Avec la même impassibilité, d’Espinosa expliqua:

– Le châtiment doit être toujours proportionné au crime. Le crime que vous avez commis est le plus impardonnable des crimes. Donc le châtiment doit être terrible. Il faut aussi que le châtiment soit proportionné à la force morale et physique du coupable. Sur ce point, vous êtes une nature exceptionnelle.

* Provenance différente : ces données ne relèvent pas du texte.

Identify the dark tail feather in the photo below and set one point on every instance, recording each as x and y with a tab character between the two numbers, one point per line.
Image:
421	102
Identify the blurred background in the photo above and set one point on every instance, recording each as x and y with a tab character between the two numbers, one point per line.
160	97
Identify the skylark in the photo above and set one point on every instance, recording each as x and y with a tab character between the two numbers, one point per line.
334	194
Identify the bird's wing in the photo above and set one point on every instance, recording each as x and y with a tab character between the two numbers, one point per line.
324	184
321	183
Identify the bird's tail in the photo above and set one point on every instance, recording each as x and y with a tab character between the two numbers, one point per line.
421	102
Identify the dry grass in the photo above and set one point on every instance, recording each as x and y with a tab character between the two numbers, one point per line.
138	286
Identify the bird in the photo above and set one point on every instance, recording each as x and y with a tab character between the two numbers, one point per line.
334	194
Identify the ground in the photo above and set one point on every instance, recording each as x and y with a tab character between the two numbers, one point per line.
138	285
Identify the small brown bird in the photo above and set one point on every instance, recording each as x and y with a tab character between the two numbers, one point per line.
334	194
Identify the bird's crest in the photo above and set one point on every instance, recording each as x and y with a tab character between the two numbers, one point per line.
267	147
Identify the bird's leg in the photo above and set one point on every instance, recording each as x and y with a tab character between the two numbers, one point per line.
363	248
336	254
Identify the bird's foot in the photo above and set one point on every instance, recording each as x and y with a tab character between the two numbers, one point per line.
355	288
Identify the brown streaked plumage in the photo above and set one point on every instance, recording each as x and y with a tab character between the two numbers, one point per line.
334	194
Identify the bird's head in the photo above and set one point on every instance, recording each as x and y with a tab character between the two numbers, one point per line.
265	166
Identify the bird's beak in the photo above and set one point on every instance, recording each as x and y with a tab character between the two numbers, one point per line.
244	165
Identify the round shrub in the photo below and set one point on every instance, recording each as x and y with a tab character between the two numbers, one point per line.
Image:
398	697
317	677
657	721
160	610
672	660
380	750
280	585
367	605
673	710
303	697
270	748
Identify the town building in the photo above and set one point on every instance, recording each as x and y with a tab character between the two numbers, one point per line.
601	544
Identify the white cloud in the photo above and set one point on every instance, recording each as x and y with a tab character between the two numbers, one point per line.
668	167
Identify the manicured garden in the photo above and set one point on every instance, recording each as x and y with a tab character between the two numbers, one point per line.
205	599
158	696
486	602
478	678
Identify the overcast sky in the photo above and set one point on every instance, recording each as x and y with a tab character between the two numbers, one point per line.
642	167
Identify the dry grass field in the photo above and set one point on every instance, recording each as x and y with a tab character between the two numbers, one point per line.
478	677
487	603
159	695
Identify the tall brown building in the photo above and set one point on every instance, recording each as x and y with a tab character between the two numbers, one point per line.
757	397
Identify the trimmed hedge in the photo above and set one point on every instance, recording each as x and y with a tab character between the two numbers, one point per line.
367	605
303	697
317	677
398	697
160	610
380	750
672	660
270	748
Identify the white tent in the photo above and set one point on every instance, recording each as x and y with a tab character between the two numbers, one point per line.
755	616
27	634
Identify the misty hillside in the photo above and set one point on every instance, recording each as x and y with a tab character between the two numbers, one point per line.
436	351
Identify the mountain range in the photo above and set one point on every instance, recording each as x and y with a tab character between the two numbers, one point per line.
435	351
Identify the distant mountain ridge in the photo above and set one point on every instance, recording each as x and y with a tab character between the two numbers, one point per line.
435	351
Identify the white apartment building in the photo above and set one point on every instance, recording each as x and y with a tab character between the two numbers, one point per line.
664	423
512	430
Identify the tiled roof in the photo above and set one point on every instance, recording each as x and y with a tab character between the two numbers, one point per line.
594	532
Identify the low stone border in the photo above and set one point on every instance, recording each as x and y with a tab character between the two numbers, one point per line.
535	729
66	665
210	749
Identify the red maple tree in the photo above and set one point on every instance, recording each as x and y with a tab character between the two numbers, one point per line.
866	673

Vous ne vous étonnerez donc pas que le châtiment qui vous sera infligé soit exceptionnellement rigoureux. La mort n’est rien, en elle-même.

– C’est la manière de la donner. Ce qui revient à dire que vous avez inventé à mon intention quelque supplice sans nom.

Pardaillan disait ces mots avec ce calme glacial qui masquait ses émotions lorsqu’elles étaient, comme en ce moment, à leur paroxysme et qu’il méditait quelque coup de folie comme il en avait tenté quelques-uns dans sa vie si bien remplie.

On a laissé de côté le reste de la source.